When running the .NET application as x86, it works fine. However, when run in AnyCPU on a x64 machine, the memory addresses of the function arguments are off.

For example purposes, lets assume state = 1, inputData = 2, inputIndex = 3, and inputLength = 4. Both State and InputData are void*, so they should be 8 bytes long whereas the rest should be 4 bytes.

If I set a breakpoint in the function, the value is state is 2. Lets assume the memory address of state is determined to be 0x00000008.

The memory address of inputData comes back as 0x0000000C, inputIndex as 0x00000010, and inputLength as 0x00000014.
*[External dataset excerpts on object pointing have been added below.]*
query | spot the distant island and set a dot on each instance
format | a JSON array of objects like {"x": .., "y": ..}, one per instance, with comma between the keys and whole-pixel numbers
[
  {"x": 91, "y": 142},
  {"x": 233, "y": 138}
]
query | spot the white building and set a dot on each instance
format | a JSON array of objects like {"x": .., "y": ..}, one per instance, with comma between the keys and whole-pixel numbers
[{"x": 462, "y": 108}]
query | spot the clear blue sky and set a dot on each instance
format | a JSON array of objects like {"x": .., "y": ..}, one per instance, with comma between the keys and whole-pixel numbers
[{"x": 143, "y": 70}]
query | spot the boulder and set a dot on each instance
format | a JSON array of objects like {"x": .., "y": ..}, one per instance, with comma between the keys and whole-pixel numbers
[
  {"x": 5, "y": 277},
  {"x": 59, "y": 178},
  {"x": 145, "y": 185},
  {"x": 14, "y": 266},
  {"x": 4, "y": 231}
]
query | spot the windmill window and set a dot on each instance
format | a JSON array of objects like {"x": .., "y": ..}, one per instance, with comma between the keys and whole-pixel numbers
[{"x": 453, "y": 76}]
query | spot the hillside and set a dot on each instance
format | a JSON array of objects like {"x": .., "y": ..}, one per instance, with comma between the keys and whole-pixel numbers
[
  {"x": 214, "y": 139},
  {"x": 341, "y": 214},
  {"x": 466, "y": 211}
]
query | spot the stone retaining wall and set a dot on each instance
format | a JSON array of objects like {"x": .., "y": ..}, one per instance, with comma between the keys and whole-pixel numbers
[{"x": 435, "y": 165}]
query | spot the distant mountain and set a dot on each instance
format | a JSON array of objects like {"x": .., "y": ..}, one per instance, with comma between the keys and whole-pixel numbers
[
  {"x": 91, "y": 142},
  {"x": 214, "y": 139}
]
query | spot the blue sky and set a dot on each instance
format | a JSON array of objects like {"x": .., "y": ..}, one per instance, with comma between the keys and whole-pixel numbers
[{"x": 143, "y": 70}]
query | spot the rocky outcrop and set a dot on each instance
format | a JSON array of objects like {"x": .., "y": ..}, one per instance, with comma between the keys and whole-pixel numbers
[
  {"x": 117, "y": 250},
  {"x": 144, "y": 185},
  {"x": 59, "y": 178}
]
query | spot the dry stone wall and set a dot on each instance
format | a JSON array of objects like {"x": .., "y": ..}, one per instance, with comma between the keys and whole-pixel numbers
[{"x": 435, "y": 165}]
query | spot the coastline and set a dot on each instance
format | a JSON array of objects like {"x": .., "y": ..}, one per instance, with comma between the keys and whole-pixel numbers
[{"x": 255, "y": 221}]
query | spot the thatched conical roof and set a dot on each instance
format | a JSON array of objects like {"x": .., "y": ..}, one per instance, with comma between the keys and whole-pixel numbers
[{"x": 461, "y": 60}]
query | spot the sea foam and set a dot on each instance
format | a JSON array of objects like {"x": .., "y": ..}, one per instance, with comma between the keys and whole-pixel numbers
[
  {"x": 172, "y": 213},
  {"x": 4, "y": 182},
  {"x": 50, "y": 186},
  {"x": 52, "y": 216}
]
First problem, why is the memory address of inputData 4 bytes after state and inputIndex 4 bytes after inputData? Shouldn't state and inputData be 8 bytes each?

Second problem, if I actually check the memory addresses of where the values should be, they're there, but where is 1? 1 is at 0x00000000.

How does this even happen? What are my bad assumptions and what am I doing wrong?

c#
c
pinvoke
asked on Stack Overflow Jan 12, 2017 by Josh Mackey • edited Jan 12, 2017 by John Alexiou

1 Answer

1

This is caused by calling conventions in x64 mode. Actually, there is no cdecl, no stdcall, no fastcall in x64 - these directives are ignored.

In Windows, there is the only one calling convention in x64 mode - Microsoft x64 calling convention. In this convention, the first four parameters are passed in registers rather than by stack if the size of each parameter is 1, 2, 4 or 8 bytes. At the same time, 32 bytes is reserved for debugging purpose.

It means that taking the addresses of input parameters and reading its values directly from the stack is meaningless.

Try printing the values on console instead of watching its values in the debugger. Also check the compiler options that may force using cdecl instead of default x64 calling convention.